Miguel aguarda tranquilo en la calle, poco a poco la lluvia aumenta su intensidad y el aire se entibia un poco, necesita un café y a paso lento, casi indeciso, se dirige a un local pequeño. Con su gorro se cubre la lluvia y una que otra gota astuta encuentra refugio en su espalda, entre los omóplatos: esto lo hace maldecir y ponerse tenso, a los segundos lo olvida.
El café está caliente y humea, sus manos mojadas envuelven el vaso de plumavit y, mientras lo bebe lento para no quemarse, lanza miradas furtivas a la calle. Entre las luces de los autos y las sombras de la gente se debate una incesante danza de colores y reflejos, la transitada calle prueba nuevas formas, cambiando su profundidad, ancho y largo. Claro que este espectáculo no es para Miguel más que un juego de luces, pues él – muy apático los últimos días – sólo espera que una determinada figura recorra esa calle.

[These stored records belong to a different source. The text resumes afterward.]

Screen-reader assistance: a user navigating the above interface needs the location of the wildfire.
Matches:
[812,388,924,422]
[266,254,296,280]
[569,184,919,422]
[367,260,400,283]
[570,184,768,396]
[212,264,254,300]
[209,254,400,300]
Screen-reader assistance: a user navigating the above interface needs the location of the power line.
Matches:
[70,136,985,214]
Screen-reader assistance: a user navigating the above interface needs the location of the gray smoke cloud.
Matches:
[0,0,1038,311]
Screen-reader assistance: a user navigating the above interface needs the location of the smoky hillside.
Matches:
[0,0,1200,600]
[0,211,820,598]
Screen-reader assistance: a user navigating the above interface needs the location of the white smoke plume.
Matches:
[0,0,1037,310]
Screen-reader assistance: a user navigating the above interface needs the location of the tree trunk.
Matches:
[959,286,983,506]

La lluvia golpea con mayor fuerza el suelo, los tejados de lata imponen su candombe mojado, y la gente corre buscando refugio. En eso, Miguel recuerda varios cuentos en donde la lluvia destiñe la realidad: por su cabeza pasan las imágenes de los aventureros en Venus, buscando los domos de sol, de Bradbury; o lo que veía Isabel en su casa con el hijo que llevaba en el vientre, en el Macondo de García Márquez; del mismo modo se le pasaban por la cabezas ideas como esos monzones centroamericanos, en dónde de tanto llover al salir el sol caían los peces y tampoco dejó de recordar el inmenso agujero en Guatemala. Escribió algunas líneas en su cuaderno y cuando terminaba el café encontró que ya tenía algo que más o menos le gustaba.
Finalmente se decide por salir del negocio y vuelve a remontar la mojada calle, observa a los amantes correr y tomarse con sus manos mojadas, y antes de doblar la esquina alcanza a mirar por última vez esa calle en dónde esperaba encontrarla. “No está” – se convence – “esta noche no llegará”.